To make a distance matrix or to repeatedly calculate distance


A 3rd approach could be a combination of both, and is lazily evaluating the distance matrix. Initialize a matrix with default values (unrealistic values, like negative ones), and when you need to calculate distance between two points, if the values is already present in the matrix - just take it from it.Otherwise, calculate it and store it in the matrix.

This approach trades calculations (and is optimal in doing the lowest number of possible pair calculations), for more branches in the code, and a few more instructions. However, due to branch predictors, I assume this overhead will not be that dramatic.
I predict it will have better performance when the calculation is relatively expansive.

Another optimization of it could be to dynamically switch for a plain matrix implementation (and calculate the remaining part of the matrix) when the number of already calculated exceeds a certain threshold.

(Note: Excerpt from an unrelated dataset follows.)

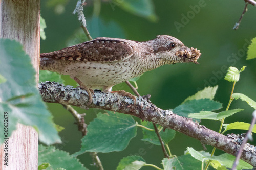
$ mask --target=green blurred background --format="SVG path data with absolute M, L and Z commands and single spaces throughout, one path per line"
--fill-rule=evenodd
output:
M 232 83 L 224 80 L 227 68 L 231 66 L 239 69 L 246 66 L 237 83 L 234 92 L 244 93 L 256 100 L 256 59 L 246 60 L 248 42 L 256 37 L 256 8 L 249 5 L 248 12 L 243 19 L 239 29 L 232 30 L 244 9 L 242 0 L 171 1 L 116 0 L 87 1 L 84 13 L 88 29 L 93 38 L 104 36 L 125 38 L 139 41 L 154 39 L 156 36 L 167 34 L 181 40 L 185 45 L 200 49 L 200 64 L 192 63 L 165 65 L 146 72 L 137 81 L 139 93 L 150 94 L 151 101 L 163 109 L 174 108 L 187 96 L 208 86 L 218 85 L 215 100 L 223 104 L 225 109 L 230 97 Z M 136 5 L 129 6 L 128 2 Z M 41 53 L 52 52 L 86 41 L 76 15 L 72 12 L 76 1 L 41 1 L 41 16 L 46 20 L 47 38 L 41 41 Z M 143 3 L 145 3 L 143 5 Z M 200 7 L 201 6 L 201 7 Z M 196 7 L 199 7 L 196 8 Z M 196 9 L 197 11 L 193 11 Z M 186 20 L 184 16 L 188 17 Z M 176 27 L 179 25 L 179 28 Z M 237 57 L 234 57 L 237 55 Z M 76 86 L 68 76 L 62 76 L 66 84 Z M 132 92 L 125 83 L 115 86 L 113 90 Z M 63 144 L 56 145 L 71 154 L 80 147 L 81 134 L 77 130 L 75 120 L 59 104 L 48 104 L 56 124 L 66 129 L 59 135 Z M 87 124 L 102 110 L 75 108 L 80 113 L 86 113 Z M 250 123 L 253 108 L 241 101 L 233 101 L 231 109 L 242 108 L 244 111 L 225 119 L 225 123 L 236 121 Z M 139 119 L 135 119 L 140 122 Z M 203 120 L 202 124 L 215 131 L 220 122 Z M 240 134 L 243 131 L 228 131 Z M 114 169 L 120 160 L 129 155 L 143 157 L 147 163 L 159 167 L 163 154 L 160 147 L 145 143 L 142 131 L 123 151 L 99 153 L 105 169 Z M 255 136 L 254 136 L 255 137 Z M 256 142 L 252 141 L 253 144 Z M 187 147 L 197 150 L 203 149 L 200 142 L 182 134 L 176 133 L 169 144 L 172 154 L 184 154 Z M 207 152 L 211 147 L 207 146 Z M 221 153 L 217 151 L 217 155 Z M 81 162 L 90 169 L 92 166 L 89 153 L 78 156 Z M 142 169 L 154 169 L 143 167 Z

This can be achieved pretty nicely in OOP languages, by switching the implementation of the interface when a certain threshold is met.

Which is actually better implementation is going to rely heavily on the cost of the distance function, and the data you are clustering, as some will need to calculate the same points more often than other data sets.
I suggest doing a benchmark, and using statistical tools to evaluate which method is actually better.